In less than a year, CFC and the parish, under the leadership of Msgr. Dan Sta. Maria, were able to raise enough donations to buy a property and build homes for the fifty families. Various groups led by CFC, conducted values formation, leadership training, and good neighbor (kapitbahayan) sessions. CTK parishioners also joined the beneficiaries and their families in building the homes. Together, they painted houses, planted trees, helped families find nearby schools for their children and assisted them in seeking livelihood opportunities or creating small businesses near their new homes.
Today, that community is known as the CTK GK Zabarte Village. Once a hotbed of drugs and crime, it is now a vibrant, giving community. They even share their experiences and treasures to the Pabahay ng Diocese project, a housing project of the Cubao Diocese for its employees. Several residents are now actively serving in church and have received numerous praises from their parish counterparts for being a model community. The receivers have now become the givers.
STEWARDSHIP IS A WAY OF LIFE
Stewardship is practiced every day, wherever we are, not only in church, but more so in our homes, workplaces, and community.
Our family’s stewardship journey started with a Parish Renewal Experience or PREx seminar in Christ the King in 1998. We are both retired from the corporate world, our children are all grown up, and we are jokingly regarded as taong simbahan because of the length of time we spend in church. Even though we both came from very devout Catholic families, with parents on both sides active in church work, and attended Catholic schools, our main involvement then was limited to Sunday Mass.
PRex changed all that. Without fully understanding what had transformed in us, we started to be more involved in church work—the music ministry and Knights of Columbus for Benjie, then we finally joined Couples for Christ (after five years of patient and persistent follow-up by a neighbor and an officemate). We have been part of the Stewardship Committee since its inception in CTK and continue to be its advocate in the parish and the diocese. As a result, we became much more than Sunday Catholics. We immersed ourselves in the work of the church, whether it be parish work in worship, family life, formation or social service. We embraced each and every service that the parish and community assigned to us, giving the best that we could offer.
We also tried to give more than Mass offerings and endeavored to be as generous as we could. We also factored in the financial detail of giving into our balance sheets even if we had both retired. But we had enough. We had enough for our daily needs. We had enough for some fun and entertainment. We had enough for occasional vacations and dining out. And still, we were left with enough to give more. But our greatest learning in stewardship is to be circumspect and discerning in the choice of what we spend for ourselves knowing truly well that we do not own what we have and are only stewards of what we have been given.

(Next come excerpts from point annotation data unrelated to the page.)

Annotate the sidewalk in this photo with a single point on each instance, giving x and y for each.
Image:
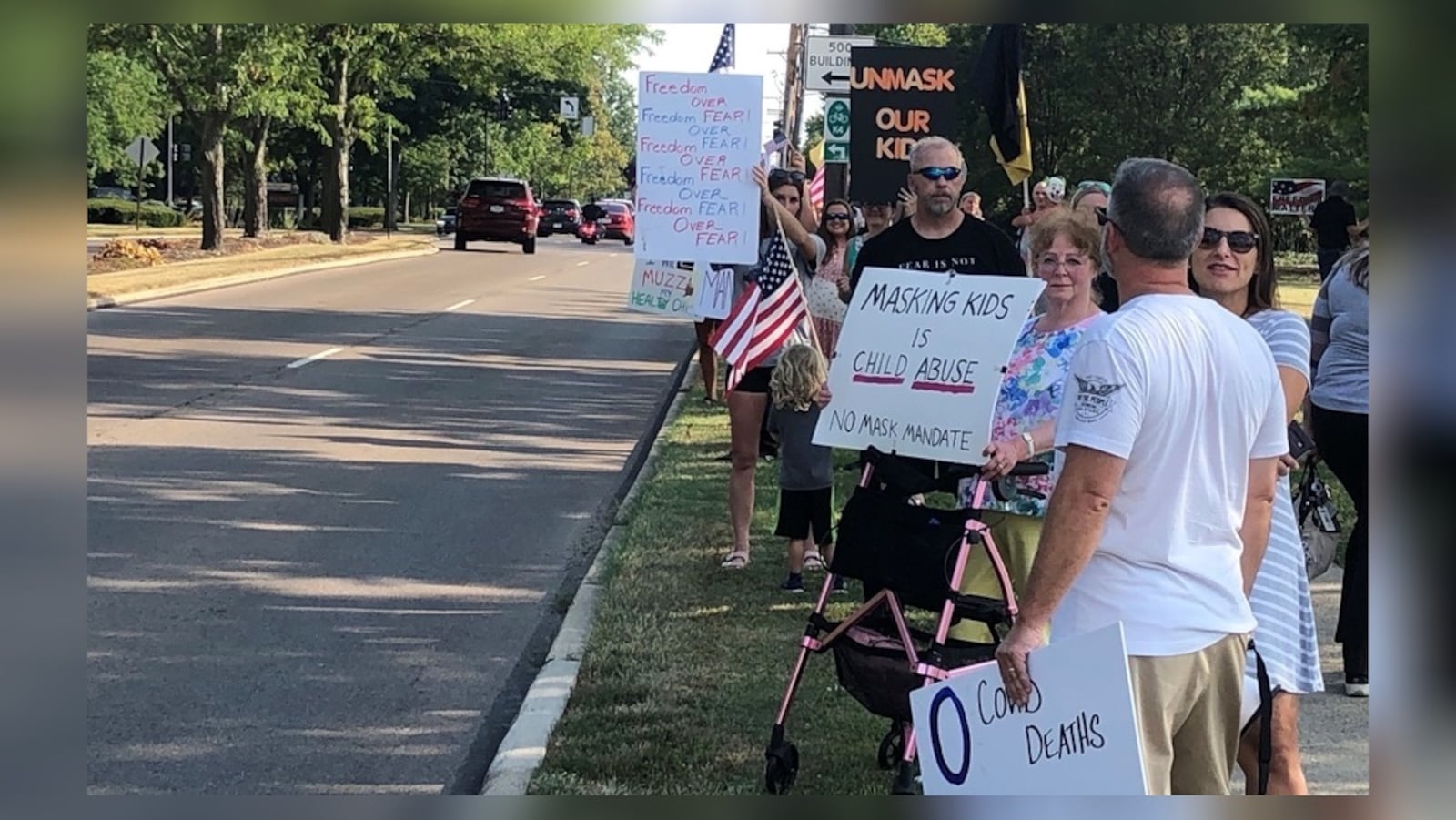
(686, 663)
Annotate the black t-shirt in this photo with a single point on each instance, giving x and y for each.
(1330, 222)
(975, 248)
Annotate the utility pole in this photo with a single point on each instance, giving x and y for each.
(836, 175)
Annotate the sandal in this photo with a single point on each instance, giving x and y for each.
(735, 561)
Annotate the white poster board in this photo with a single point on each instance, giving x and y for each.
(662, 288)
(919, 361)
(1077, 735)
(698, 138)
(713, 295)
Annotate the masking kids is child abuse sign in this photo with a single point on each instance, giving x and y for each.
(919, 361)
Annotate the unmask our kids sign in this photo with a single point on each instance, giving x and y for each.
(698, 138)
(897, 96)
(919, 361)
(1075, 735)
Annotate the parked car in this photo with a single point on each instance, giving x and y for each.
(497, 210)
(561, 216)
(619, 220)
(446, 222)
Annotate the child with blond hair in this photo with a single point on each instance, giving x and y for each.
(805, 470)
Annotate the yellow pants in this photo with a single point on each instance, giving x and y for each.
(1016, 539)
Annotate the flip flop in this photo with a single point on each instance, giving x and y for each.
(735, 561)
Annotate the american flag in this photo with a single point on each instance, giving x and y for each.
(724, 58)
(764, 317)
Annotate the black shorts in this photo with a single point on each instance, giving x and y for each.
(754, 380)
(805, 510)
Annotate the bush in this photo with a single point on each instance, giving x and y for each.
(120, 211)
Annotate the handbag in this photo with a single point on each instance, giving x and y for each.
(1318, 521)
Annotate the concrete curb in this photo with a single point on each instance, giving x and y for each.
(102, 302)
(523, 747)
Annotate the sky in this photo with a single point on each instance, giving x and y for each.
(762, 50)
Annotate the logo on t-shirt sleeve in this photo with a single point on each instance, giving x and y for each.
(1096, 398)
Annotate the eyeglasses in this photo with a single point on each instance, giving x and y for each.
(935, 174)
(779, 177)
(1239, 240)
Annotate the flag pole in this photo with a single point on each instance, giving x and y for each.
(804, 299)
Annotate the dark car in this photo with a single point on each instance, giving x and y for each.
(618, 222)
(497, 210)
(561, 216)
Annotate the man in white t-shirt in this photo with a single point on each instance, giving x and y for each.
(1161, 513)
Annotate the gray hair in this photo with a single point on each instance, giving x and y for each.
(1158, 208)
(926, 143)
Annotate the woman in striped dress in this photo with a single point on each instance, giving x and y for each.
(1235, 267)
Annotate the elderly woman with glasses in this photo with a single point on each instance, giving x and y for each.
(1067, 254)
(1234, 266)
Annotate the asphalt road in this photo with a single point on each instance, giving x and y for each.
(329, 514)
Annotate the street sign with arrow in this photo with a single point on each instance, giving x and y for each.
(826, 62)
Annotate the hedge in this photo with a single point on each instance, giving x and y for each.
(121, 211)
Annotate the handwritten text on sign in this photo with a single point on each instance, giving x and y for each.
(662, 288)
(1077, 734)
(919, 361)
(698, 137)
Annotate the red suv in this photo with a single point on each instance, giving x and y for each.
(619, 220)
(497, 210)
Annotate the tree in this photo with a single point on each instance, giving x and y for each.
(200, 66)
(277, 86)
(124, 99)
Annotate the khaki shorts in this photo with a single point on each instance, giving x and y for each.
(1188, 715)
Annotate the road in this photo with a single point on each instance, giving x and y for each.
(334, 517)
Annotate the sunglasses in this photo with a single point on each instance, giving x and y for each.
(935, 174)
(1239, 240)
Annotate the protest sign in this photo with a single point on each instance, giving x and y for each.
(1296, 197)
(1077, 734)
(698, 138)
(897, 96)
(919, 361)
(662, 288)
(713, 295)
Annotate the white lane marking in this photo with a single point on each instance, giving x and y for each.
(315, 357)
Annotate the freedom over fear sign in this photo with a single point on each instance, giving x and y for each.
(919, 361)
(1077, 734)
(698, 138)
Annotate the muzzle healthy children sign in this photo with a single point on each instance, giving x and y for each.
(698, 137)
(1077, 735)
(919, 361)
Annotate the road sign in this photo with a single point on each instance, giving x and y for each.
(142, 150)
(826, 62)
(836, 120)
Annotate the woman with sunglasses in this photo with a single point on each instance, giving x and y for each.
(1234, 266)
(784, 201)
(1089, 197)
(832, 278)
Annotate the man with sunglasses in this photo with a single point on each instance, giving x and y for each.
(939, 237)
(1169, 444)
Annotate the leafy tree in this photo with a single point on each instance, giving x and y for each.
(124, 99)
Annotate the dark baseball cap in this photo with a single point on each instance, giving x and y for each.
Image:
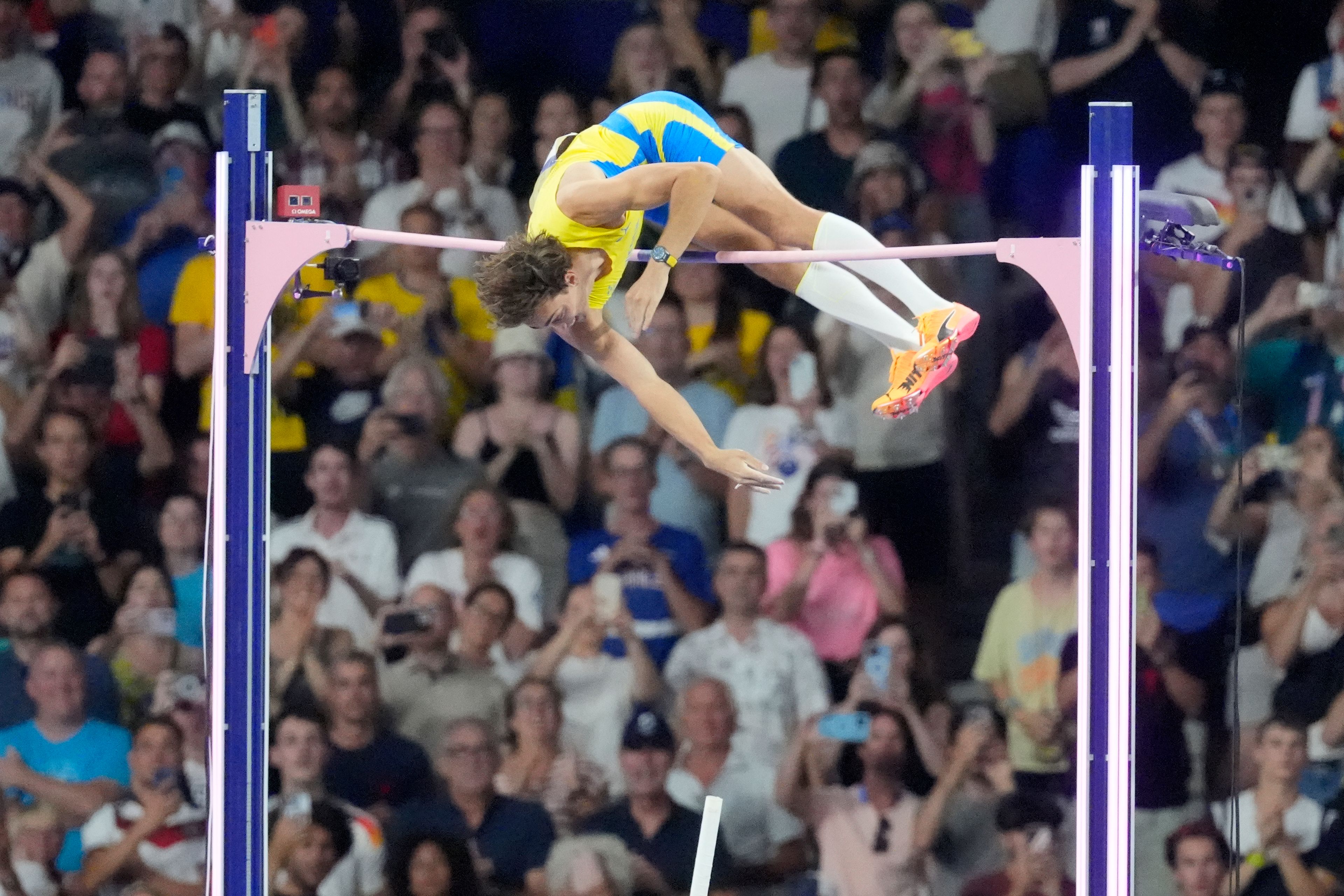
(647, 730)
(1222, 81)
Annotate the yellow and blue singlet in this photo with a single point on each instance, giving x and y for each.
(658, 127)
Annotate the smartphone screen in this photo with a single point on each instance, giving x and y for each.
(607, 596)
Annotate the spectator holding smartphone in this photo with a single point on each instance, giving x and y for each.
(155, 836)
(1270, 253)
(1029, 828)
(771, 667)
(1019, 651)
(830, 578)
(413, 480)
(29, 613)
(81, 537)
(865, 832)
(664, 581)
(597, 690)
(302, 649)
(429, 687)
(790, 424)
(299, 755)
(143, 644)
(956, 820)
(483, 527)
(359, 547)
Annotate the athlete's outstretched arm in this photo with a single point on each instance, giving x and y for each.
(619, 358)
(687, 187)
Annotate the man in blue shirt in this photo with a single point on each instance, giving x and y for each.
(663, 573)
(182, 535)
(1300, 379)
(1186, 452)
(687, 495)
(27, 613)
(648, 821)
(62, 757)
(515, 836)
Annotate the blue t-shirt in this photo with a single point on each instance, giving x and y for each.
(515, 835)
(1174, 507)
(190, 593)
(103, 698)
(97, 750)
(1303, 382)
(671, 849)
(675, 500)
(390, 770)
(644, 598)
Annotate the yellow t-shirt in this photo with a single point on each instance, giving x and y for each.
(1021, 647)
(194, 303)
(472, 317)
(836, 31)
(474, 322)
(752, 331)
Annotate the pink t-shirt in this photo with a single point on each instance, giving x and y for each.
(847, 828)
(842, 602)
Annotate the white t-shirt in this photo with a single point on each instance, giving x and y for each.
(176, 849)
(495, 205)
(775, 676)
(596, 707)
(1308, 120)
(1019, 26)
(775, 434)
(361, 872)
(30, 105)
(1303, 821)
(779, 101)
(41, 285)
(368, 547)
(519, 574)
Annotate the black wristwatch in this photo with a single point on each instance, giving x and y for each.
(660, 254)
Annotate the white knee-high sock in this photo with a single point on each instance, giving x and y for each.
(843, 296)
(891, 274)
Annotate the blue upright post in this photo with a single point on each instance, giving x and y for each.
(1105, 808)
(241, 644)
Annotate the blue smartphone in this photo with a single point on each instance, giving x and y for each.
(343, 311)
(847, 727)
(170, 181)
(877, 664)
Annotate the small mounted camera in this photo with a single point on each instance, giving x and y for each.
(341, 271)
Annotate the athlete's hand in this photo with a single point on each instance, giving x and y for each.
(744, 469)
(643, 299)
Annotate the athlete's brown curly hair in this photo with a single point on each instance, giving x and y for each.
(515, 281)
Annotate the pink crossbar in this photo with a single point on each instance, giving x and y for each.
(951, 250)
(277, 249)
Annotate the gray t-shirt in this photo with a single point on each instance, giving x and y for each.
(967, 844)
(417, 498)
(30, 104)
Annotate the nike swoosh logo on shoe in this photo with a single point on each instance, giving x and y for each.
(945, 332)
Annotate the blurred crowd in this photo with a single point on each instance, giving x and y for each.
(518, 632)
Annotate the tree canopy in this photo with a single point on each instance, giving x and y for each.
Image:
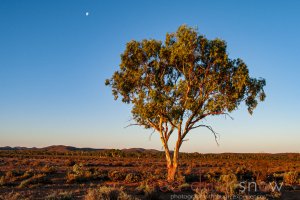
(174, 84)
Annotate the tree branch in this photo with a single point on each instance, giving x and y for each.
(210, 128)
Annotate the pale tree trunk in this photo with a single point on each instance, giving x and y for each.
(172, 165)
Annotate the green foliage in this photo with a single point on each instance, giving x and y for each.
(186, 76)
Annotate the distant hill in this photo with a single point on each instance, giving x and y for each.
(63, 148)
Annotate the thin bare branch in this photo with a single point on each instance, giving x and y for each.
(211, 129)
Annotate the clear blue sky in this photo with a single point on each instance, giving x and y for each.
(54, 60)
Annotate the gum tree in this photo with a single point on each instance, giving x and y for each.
(174, 85)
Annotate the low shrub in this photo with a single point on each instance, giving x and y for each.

WHAT SPURS US TO CONTINUE AS STEWARDS
Stewardship is a never-ending story that doesn’t tire us out. We say, as long as we have resources to be shared, we know we have a mission. We keep our eye on the prize of storing treasures in heaven. We pray that each day brings us a chance to become better stewards and inspire others to do the same. We continue to ask the Lord to tell us what He wants done, and how to give back more so that we can carry out His plan for us and, hopefully, leave this earthly life as His good and faithful stewards.